MY GERMAN QUESTION: Growing Up in Nazi Berlin.
#### MY GERMAN QUESTION: Growing Up in Nazi Berlin.
By Peter Gay. Yale Univ. Press. 208 pp. $22.50
Historian Peter Gay introduces this memoir of his youth in Nazi Berlin and his family’s forced emigration with an epigraph from Christopher Marlowe’s Tragical History of Dr. Faustus: "Why, this is hell, nor am I out of it." In adding to the sky-high stack of Holocaust-related memoirs of recent years, the eminent chronicler of the Victorian era seeks to create something more complex and subtle than merely another tale of suffering. Gay wants to sketch two essentially interior landscapes: first, the psychological and behavioral effects of what he experienced during those years of ceaseless Nazi propaganda and gathering threat; second, the terrifying pressures and obstacles that allowed so many German Jews to wait in seeming passivity for disaster to strike.
The image of lambs-to-the-slaughter paralysis still angers him—although his father in fact mustered his nerve and got the family out in 1939. " ‘ It was all in Mein Kampf ’ has long been the litany of our detractors, who, without an inkling of what uprooting oneself meant and how hard it was to read the signals, reproached me or my parents for not having packed up on January 30, 1933, and left the country the same day," Gay writes. This is one of the few passages where we glimpse the abiding rage that the Nazi experience instilled in him, together with an arsenal of ways to repress it. When he first stepped on American soil, "Berlin seemed far away, but that was an illusion; for years I would pick fragments of it from my skin as though I had wallowed among shards of broken glass."
The rage and repression are his true subject. In showing how it really was—not just the wounds to the psyche but the psyche’s self-protective, shrinking responses—he will rebut the simple-minded critique of those who behaved as his parents did. But the approach doesn’t quite work. The author dwells at length on the details of his defiantly normal daily life between 1933 and 1939, when his parents finally won passage on a boat to Havana. (They ultimately joined relatives in the United States.) We hear of his many "strategies" for hiding from the storm outside—his obsessive stamp collecting and sports watching; his early, entirely ordinary sexual fantasies. But without corresponding details of the storm outside, these details are just that: ordinary.
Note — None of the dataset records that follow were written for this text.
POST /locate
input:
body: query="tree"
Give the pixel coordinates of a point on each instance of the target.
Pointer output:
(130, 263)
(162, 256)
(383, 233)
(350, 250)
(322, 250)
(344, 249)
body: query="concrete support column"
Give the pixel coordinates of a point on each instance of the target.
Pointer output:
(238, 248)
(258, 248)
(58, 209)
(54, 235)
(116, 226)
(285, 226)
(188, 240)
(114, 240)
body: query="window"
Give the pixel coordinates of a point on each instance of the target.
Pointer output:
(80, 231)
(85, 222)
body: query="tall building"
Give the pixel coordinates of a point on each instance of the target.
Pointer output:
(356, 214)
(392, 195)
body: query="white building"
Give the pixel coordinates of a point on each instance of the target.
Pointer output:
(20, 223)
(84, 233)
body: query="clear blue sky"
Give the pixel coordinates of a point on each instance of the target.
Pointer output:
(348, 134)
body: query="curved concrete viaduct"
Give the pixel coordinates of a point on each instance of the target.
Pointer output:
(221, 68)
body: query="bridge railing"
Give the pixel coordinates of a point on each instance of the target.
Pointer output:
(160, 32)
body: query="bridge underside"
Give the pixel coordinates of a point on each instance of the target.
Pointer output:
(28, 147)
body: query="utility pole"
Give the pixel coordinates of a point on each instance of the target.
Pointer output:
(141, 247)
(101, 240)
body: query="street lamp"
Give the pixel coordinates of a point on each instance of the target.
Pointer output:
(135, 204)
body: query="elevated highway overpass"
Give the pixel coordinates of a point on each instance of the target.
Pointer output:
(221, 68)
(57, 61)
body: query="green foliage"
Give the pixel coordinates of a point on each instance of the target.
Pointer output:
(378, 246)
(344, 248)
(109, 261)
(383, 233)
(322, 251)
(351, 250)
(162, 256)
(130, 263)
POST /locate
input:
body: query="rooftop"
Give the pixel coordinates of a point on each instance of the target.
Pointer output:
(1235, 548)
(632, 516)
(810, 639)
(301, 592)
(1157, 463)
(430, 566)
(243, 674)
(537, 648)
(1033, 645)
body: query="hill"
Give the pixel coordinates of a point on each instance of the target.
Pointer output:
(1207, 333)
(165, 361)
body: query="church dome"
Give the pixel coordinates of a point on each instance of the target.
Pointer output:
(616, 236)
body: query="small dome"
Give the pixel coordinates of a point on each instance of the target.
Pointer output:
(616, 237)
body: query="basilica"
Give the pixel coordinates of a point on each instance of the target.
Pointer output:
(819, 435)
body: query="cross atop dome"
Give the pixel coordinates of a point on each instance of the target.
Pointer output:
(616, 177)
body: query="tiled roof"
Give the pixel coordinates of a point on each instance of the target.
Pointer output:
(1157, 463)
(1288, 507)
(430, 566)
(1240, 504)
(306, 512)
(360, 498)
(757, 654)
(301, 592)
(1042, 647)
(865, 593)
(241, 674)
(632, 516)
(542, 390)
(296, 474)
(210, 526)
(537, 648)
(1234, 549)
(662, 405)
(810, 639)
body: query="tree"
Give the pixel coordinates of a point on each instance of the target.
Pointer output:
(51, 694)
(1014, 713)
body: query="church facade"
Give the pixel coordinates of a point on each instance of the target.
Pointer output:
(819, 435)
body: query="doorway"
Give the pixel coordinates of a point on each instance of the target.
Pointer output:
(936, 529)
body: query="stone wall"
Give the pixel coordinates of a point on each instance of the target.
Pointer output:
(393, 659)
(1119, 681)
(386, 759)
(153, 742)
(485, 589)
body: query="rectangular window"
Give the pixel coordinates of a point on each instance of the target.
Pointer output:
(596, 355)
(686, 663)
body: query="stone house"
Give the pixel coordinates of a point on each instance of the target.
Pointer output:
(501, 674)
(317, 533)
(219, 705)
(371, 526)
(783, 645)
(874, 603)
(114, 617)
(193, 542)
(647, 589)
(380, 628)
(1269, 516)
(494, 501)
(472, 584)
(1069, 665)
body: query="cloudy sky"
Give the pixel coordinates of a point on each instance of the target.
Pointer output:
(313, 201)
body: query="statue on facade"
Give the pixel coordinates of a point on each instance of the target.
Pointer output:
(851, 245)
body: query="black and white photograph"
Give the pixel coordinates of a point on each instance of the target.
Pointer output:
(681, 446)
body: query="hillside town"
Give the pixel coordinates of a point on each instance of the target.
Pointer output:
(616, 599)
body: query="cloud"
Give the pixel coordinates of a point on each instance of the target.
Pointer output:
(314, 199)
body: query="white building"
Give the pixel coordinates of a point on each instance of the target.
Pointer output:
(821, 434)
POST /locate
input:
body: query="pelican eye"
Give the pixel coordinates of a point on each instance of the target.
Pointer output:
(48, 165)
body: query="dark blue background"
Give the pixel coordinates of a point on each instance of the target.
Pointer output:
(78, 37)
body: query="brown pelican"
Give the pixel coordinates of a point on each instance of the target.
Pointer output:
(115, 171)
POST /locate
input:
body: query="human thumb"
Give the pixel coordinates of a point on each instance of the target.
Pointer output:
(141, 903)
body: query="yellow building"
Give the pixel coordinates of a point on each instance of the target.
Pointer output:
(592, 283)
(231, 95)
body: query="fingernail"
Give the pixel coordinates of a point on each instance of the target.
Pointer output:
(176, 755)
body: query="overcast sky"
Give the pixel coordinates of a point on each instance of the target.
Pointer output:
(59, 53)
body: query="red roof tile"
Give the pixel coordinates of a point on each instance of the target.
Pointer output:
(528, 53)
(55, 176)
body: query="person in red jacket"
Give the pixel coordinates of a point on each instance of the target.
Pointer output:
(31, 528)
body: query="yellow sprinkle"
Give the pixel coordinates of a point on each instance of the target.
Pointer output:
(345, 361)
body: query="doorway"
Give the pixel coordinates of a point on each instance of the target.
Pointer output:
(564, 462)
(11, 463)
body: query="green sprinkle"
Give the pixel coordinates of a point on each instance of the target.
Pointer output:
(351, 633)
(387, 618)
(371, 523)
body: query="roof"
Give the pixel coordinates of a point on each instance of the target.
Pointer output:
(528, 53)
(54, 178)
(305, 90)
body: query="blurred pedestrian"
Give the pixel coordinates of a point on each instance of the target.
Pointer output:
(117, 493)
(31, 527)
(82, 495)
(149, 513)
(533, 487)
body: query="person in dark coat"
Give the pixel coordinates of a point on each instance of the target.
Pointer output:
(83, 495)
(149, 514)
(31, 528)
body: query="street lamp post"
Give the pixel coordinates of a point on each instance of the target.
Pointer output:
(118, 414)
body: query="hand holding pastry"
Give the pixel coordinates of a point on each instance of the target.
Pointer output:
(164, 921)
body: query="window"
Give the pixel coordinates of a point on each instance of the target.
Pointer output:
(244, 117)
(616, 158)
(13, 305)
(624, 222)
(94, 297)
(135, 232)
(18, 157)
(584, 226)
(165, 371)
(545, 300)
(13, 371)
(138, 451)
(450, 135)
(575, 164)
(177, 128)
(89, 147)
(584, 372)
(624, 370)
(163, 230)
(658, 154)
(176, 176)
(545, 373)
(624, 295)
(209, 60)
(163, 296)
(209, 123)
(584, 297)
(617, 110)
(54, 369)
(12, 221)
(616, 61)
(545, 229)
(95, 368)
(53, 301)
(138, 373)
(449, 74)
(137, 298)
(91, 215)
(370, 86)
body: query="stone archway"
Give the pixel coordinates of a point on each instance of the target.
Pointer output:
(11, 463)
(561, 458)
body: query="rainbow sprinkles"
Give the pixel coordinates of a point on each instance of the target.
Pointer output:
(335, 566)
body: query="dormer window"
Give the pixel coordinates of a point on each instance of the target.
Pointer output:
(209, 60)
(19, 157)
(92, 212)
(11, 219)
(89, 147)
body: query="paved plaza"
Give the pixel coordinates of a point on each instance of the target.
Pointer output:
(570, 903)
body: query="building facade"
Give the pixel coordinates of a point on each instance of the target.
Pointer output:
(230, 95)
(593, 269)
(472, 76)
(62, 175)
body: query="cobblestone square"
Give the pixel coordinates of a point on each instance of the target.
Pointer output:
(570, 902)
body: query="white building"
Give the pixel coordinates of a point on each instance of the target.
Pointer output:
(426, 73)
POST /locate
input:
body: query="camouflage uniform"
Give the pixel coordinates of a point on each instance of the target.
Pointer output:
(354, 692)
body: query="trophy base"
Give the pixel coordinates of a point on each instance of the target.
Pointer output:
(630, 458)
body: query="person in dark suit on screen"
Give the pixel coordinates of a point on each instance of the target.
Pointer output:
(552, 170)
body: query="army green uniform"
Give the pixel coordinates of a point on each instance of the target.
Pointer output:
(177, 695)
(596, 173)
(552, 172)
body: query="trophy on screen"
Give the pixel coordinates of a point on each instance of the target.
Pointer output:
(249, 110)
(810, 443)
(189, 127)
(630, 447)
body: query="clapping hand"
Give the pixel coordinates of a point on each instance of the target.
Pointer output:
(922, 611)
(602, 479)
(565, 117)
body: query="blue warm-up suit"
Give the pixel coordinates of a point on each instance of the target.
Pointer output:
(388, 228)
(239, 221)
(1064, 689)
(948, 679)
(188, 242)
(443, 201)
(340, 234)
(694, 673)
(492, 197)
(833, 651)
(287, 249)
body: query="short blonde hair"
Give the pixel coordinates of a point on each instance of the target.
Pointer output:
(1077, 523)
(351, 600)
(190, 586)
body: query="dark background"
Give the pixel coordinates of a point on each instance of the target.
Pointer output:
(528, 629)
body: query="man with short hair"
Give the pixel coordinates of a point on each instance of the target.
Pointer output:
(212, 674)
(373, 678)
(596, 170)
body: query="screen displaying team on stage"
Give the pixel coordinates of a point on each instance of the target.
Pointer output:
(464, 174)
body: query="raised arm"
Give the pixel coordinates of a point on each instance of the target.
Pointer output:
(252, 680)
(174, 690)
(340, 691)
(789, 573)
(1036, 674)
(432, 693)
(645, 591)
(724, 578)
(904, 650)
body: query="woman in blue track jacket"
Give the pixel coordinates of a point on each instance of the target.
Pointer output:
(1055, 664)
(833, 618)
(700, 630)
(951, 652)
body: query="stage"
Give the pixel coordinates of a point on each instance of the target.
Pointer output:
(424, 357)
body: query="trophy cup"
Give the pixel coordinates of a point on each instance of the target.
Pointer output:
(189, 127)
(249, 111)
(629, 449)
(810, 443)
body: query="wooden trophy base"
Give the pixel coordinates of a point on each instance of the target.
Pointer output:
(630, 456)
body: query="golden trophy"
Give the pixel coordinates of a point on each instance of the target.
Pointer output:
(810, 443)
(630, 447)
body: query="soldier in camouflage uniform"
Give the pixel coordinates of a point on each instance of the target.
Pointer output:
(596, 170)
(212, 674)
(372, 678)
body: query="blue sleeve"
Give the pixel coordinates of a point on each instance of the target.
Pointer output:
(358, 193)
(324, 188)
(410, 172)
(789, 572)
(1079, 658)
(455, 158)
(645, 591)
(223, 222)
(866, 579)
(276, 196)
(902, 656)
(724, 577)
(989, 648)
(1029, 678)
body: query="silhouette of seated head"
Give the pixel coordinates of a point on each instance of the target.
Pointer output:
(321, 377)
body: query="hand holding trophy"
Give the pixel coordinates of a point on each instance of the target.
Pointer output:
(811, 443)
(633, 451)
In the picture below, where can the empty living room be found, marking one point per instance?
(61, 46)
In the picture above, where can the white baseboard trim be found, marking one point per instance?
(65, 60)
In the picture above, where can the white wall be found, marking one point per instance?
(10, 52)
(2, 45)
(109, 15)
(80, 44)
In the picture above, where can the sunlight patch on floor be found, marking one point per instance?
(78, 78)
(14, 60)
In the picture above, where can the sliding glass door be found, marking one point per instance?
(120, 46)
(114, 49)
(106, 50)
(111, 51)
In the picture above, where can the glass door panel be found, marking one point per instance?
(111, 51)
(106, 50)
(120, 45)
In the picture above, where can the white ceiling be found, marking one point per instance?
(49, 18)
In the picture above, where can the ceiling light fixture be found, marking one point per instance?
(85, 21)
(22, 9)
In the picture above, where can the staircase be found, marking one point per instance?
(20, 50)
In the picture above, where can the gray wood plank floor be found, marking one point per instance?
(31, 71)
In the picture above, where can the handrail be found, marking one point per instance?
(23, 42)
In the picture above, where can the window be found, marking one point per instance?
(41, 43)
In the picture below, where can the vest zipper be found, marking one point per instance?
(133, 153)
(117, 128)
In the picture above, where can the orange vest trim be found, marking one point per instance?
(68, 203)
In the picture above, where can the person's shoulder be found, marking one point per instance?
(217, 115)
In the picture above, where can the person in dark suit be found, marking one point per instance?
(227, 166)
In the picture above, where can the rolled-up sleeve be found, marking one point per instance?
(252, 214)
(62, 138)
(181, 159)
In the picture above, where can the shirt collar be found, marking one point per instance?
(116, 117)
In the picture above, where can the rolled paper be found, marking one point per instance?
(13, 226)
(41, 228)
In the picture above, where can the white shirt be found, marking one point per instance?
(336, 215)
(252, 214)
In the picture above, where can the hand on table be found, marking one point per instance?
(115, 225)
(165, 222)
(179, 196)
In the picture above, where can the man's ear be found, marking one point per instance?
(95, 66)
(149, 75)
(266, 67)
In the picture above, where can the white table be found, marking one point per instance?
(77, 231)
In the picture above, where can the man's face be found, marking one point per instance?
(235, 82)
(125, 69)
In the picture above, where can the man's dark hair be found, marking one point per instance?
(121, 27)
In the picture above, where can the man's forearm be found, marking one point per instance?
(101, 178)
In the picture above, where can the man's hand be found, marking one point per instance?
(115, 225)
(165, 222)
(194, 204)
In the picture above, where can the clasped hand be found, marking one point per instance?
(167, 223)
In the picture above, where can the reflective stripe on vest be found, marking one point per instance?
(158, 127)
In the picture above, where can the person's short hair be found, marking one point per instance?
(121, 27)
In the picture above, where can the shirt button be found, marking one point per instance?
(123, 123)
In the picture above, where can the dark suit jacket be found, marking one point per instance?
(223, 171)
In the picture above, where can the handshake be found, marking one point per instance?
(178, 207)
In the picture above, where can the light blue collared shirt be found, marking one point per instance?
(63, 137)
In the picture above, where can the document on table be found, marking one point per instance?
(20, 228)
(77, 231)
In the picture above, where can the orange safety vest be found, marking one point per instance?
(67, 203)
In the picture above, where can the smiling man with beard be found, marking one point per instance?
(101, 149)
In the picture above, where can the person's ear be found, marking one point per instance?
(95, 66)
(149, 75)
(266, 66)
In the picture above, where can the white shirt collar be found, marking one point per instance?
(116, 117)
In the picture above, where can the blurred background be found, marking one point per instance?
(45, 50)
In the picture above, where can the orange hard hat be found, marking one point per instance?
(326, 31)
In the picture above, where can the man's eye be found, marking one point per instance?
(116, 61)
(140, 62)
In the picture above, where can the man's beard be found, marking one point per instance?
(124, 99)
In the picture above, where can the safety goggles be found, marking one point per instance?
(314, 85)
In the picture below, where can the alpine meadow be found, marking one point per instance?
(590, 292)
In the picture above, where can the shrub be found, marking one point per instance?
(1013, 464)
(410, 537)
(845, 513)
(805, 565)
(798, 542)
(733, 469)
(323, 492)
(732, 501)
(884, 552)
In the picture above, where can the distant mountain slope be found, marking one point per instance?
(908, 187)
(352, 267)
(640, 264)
Gay remains oddly reticent about the storm itself, as if still partly in the grip of the insulating strategies that served him so well. Though there are flashes of horror, most descriptions are carefully general: "Sly and gross in turn, the anti-Semitic propaganda campaigns, calculated to drive us to despair, were so incessant, so repetitious, so allembracing that it was nearly impossible to escape them." Many key moments have escaped his memory entirely, from what he did in the evening after seeing the devastation of Kristallnacht to how he felt the day in April 1938 when he was forced to leave school. And the crucial matter of how his parents made the decision to emigrate—how they balanced the terrors of staying with the terrors ahead—is, to the reader’s surprise, never directly discussed. Is it because Gay does not know what his parents, now deceased, were thinking in those dark times? Or is it some deeper reluctance?
In the afterword, he writes that the memoir has been "the least exhilarating" of his many writing projects, and that, contrary to cliché, plumbing his traumas has brought no catharsis. For the reader, too, this otherwise graceful work of analysis lacks the vividness that could create true empathy.